FLSA Status: What Is an Exempt Employee?

The Fair Labor Standards Act exists to protect workers and ensure that they are treated fairly. The FLSA contains general guidelines regarding:

  • Minimum wage
  • Child labor
  • Overtime pay

Workers who work under a specific status are entitled to the rights included in the FLSA. If an employer fails to provide adequate compensation and a safe work environment, employees may have grounds to file a lawsuit. However, if an employee is hired under a different status, they may not be entitled to these rights.

Exempt vs. Nonexempt

There are two primary employment statuses in the FLSA: exempt and nonexempt. The main difference is compensation. Exempt employees are paid with a salary instead of per hour worked. In other words, salaried employees make a set amount of money per year regardless of hours worked. In addition to being paid salary, exempt workers cannot receive and are not entitled to overtime pay.

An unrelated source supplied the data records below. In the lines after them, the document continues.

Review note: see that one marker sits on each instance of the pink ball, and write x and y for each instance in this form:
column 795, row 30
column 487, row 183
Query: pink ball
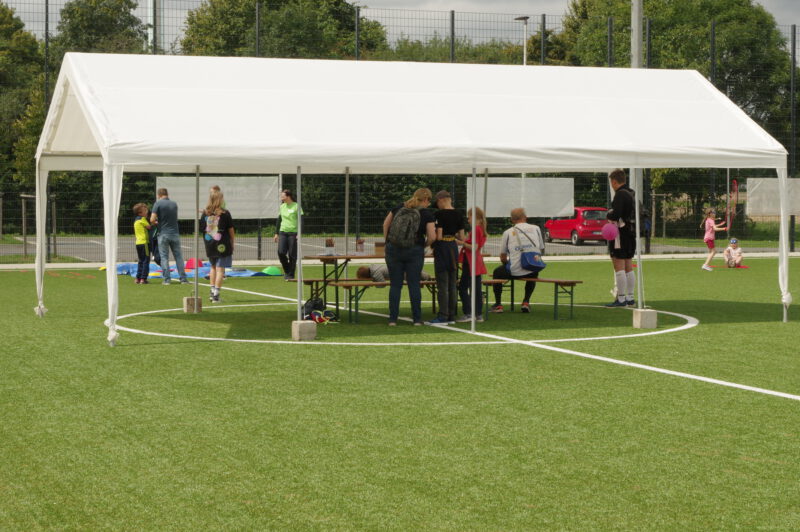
column 610, row 231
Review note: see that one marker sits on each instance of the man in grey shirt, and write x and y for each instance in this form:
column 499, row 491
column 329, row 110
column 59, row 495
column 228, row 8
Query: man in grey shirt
column 165, row 214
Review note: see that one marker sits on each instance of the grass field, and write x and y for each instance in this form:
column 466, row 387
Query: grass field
column 169, row 433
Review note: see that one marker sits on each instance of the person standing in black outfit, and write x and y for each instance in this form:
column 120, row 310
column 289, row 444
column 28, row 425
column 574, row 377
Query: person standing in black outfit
column 449, row 227
column 623, row 248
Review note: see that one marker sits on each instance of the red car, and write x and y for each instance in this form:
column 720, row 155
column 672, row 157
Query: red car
column 585, row 224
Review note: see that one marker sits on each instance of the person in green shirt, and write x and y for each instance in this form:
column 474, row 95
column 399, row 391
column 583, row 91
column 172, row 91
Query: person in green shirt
column 286, row 234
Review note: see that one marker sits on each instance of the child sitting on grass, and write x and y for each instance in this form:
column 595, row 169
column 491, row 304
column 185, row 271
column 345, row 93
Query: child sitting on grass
column 733, row 254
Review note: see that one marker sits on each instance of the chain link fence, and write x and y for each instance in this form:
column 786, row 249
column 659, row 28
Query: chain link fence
column 673, row 201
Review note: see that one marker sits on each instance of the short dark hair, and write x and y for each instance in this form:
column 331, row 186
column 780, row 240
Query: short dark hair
column 618, row 176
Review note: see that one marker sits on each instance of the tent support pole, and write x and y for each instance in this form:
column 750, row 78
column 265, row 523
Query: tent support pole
column 299, row 268
column 473, row 238
column 197, row 239
column 637, row 179
column 346, row 214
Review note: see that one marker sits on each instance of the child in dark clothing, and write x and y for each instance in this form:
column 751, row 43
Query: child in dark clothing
column 449, row 227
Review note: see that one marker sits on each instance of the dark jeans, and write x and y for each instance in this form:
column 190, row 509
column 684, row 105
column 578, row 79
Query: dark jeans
column 502, row 273
column 464, row 285
column 143, row 266
column 405, row 264
column 447, row 294
column 287, row 252
column 173, row 243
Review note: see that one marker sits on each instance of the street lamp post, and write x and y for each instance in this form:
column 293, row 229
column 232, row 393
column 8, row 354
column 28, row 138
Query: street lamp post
column 524, row 39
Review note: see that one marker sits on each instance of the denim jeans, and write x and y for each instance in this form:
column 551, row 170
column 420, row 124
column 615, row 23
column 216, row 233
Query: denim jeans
column 464, row 286
column 287, row 252
column 166, row 243
column 405, row 264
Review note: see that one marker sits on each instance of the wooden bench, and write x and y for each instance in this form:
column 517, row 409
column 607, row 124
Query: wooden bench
column 560, row 286
column 356, row 288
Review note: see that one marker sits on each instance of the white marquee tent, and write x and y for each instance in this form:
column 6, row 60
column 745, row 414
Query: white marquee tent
column 145, row 113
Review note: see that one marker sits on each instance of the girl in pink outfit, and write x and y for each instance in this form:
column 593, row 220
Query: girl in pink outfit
column 710, row 230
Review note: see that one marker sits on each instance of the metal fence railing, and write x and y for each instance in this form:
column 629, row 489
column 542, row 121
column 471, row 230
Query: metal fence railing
column 762, row 81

Nonexempt employees on the other hand, are entitled to overtime due to the fact that they are compensated hourly. These workers also have protection under the FLSA in terms of work conditions and minimum wage. Hourly employees must be paid according to minimum wage standards.

Legal Options

If you are an employee, you have rights guaranteed under federal law. When an employer fails to provide safe conditions, or willfully endangers you and your coworkers, there may be legal grounds to file a lawsuit.